Mach Industries says it has developed a way to stop hostile incoming drones, joining the ranks of companies seeking defenses against the latest airborne threats.
The company’s Huntington Beach factory is making Dart, a surface-to-air missile that can be used against drones weighing less than 1,320 pounds, including “swarms” of intruders.
“Dart is currently flying. We are targeting in-theater intercepts by 2026,” the company says on its website.
Menlo Park-based Sequoia Capital, a leading venture capital firm for Silicon Valley companies, participated in a $100 million Series B financing round for Mach Industries announced in June, giving the company a valuation of $470 million. The round was led by Khosla Ventures and Bedrock.
The three-year-old defense startup founded by MIT dropout and CEO Ethan Thornton had raised a total of about $185 million in financing as of last year.

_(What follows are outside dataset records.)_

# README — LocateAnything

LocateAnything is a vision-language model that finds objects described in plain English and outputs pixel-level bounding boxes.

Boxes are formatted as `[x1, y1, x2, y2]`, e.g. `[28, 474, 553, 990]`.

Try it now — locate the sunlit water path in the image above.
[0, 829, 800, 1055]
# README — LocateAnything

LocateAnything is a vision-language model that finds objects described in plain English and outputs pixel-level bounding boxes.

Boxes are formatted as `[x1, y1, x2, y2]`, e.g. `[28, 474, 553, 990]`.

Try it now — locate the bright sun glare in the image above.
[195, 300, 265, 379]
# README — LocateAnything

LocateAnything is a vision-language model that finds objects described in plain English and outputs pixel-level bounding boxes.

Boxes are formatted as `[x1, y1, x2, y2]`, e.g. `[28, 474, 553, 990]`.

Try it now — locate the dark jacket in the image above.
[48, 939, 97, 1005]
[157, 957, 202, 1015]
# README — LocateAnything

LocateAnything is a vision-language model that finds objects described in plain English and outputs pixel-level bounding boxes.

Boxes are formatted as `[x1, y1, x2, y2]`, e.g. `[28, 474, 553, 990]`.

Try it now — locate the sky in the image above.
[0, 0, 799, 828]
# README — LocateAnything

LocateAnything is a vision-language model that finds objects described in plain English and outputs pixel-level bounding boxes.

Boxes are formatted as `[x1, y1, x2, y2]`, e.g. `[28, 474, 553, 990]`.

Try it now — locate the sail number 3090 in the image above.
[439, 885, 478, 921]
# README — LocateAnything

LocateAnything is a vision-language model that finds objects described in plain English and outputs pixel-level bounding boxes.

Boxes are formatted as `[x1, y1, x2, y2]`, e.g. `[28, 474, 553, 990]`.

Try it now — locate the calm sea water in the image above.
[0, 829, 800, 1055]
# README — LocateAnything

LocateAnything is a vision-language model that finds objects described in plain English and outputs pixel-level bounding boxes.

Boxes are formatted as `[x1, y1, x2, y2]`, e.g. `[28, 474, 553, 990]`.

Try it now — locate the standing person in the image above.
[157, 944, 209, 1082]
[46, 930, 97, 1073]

Mach is part of a wave of young entrepreneurs seeking to shake up the Pentagon’s weapons purchases.
Mach says Dart can be used in “contested environments where legacy air-defense systems may be ineffective or economically unstable.”
Dart is intended to provide defense against drones “across all theaters of operation, including forward operating bases, distributed outposts and critical infrastructure sites, as well as NATO and homeland defense missions.”
Dart uses what the company calls an “interceptor approach” to smash against the invaders.
Anduril, Dzyne, Northrop Grumman
Thornton, who was 19 when he launched Mach, has made it clear that he views China as the main threat to the U.S., which has spurred greater military innovation.
“It’s not hard to look at China’s dominance and realize that we need to be working very, very hard as a country if we want to maintain relevance,” Thornton said in a TV interview last year.
He added that the military gap with China is widening every day, and America is facing a “make-or-break next couple of decades.”
Among the many other companies developing defenses against drones is Costa Mesa-based Anduril Industries, which recently announced plans to build a new campus in Long Beach. Anduril co-founder Palmer Luckey, also a college dropout, and Thornton both vocally advocate for reshaping U.S. defense.
U.S defense behemoths Lockheed Martin and RTX (Raytheon) and Israel’s Rafael Advanced Defense Systems are also developing defensive systems.
Despite the fast-moving changes, armed conflicts today are still dominated by lumbering aircraft carriers, missiles and manned fighter jets.
Sequoia Capital Financing
Mach Industries works with customers across the U.S. Department of Defense—including the Army, Air Force, and SOCOM—as well as allied governments.
Mach’s other systems designed for military use include:
– Viper, a jet-powered vertical takeoff cruise missile.
– A high-altitude glider plane named Glide that can strike targets from miles away.
– Stratos, a giant balloon equipped with sensors and communication capabilities that can operate at extreme altitudes for several months.
The company is also developing “micro-jet engines” to propel unmanned military aircraft.
115K-Sq. Ft. in Surf City
Mach is working in a 115,000-square-foot facility in Huntington Beach.
Mach’s goal is to create weapons with “the ability to carry out strikes at very long ranges,” Thornton told online publication TechCrunch.
The exact role that drones and other unmanned aircraft will play in wartime is still being defined. They have been used in Ukraine and Iran war zones, though statistics on their success rate have not been published.
More concretely, the U.S. B-2 bomber attacks last year against Iranian nuclear facilities demonstrate that massive bombs and sleek warplanes such as the F-35 fighter jets will still carry the biggest military load for now.